Artykuły
Beat Generation and religion
The author of the article describes a group of American writers known in the history of literature as the Beat Generation. At its centre we find the literary oeuvres of the three founders of the movement: Allen Ginsberg, Jack Kerouac and William S. Burroughs. They are complemented by works of authors like Gary Snyder.
The first part of the article is a brief description of the beatniks, pointing to the origins of the movement as well as its cultural and historical background, and referring to the first works describing the phenomenon — by John Clellon Holmes and Norman Mailer.

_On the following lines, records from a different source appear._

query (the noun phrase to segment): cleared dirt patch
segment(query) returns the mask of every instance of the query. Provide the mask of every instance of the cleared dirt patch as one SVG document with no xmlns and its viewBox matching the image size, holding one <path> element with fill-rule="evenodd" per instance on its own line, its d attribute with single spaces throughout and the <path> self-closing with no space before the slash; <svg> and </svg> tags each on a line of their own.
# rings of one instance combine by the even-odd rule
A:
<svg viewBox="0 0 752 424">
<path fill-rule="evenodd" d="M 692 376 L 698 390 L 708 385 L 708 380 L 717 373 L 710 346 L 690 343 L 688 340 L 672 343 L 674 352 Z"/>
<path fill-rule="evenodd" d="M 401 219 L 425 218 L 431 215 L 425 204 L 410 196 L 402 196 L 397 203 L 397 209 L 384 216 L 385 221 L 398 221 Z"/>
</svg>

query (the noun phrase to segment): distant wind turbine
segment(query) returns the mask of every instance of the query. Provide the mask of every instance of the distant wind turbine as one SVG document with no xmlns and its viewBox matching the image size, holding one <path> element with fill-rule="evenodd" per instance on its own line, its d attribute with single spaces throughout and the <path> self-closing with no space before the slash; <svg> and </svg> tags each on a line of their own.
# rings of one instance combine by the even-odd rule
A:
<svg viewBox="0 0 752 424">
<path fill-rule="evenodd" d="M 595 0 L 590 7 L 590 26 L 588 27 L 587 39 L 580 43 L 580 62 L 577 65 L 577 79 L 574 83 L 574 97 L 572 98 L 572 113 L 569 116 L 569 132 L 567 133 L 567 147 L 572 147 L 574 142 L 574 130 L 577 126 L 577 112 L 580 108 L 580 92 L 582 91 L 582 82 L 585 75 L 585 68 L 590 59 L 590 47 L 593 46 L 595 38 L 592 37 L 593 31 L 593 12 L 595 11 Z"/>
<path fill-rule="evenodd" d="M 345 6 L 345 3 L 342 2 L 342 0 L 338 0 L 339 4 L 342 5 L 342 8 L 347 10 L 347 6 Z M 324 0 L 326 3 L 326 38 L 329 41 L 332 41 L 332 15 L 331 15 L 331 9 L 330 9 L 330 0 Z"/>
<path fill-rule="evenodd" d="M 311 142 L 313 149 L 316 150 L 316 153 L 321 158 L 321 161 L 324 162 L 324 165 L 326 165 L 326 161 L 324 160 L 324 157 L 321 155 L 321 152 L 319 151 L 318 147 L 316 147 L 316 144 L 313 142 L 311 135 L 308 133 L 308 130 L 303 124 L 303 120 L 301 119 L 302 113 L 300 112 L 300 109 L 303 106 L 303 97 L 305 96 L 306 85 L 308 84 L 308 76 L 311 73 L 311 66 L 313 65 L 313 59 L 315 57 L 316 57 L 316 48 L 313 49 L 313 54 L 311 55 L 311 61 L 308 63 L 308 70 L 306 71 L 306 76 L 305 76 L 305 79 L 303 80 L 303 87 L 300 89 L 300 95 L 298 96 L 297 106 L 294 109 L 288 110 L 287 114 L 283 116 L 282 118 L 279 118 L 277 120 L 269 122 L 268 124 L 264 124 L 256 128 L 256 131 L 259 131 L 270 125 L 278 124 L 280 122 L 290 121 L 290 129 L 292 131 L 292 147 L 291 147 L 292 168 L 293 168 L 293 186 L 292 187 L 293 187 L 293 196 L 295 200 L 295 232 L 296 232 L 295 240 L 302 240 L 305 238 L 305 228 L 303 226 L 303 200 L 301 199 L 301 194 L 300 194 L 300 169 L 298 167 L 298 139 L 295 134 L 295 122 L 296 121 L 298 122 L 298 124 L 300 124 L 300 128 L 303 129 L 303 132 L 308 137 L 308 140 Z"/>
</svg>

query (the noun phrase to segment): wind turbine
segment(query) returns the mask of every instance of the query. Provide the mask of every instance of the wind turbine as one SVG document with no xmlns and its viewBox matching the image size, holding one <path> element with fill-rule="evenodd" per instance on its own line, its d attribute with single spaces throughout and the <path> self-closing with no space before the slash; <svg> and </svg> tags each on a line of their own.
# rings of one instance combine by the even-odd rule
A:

The main part of the article is an analysis of literary references to various religious concepts: Judaism, Catholicism, Buddhism, Hinduism as well as scientology, Indian beliefs or pantheism. The author’s interpretation is based on the most important works of the Beat literature: Kerouac’s On the Road, Ginsberg’s Howl and Kaddish and Burroughs’ Naked Lunch. The article is complemented by a reflection on the role of drugs, especially LSD, which, according to the Beat writers, had the power to trigger mystical states, and could deepen the subject’s perception.
The author tries to point out the importance of religion and questions of the sacred to the Beat writers, demonstrating that the sacred is at the centre of the writers’ worldview, and to highlight the diversity of references and unique combination of contradictory concepts testifying to a constant spiritual quest expressed by means of literature.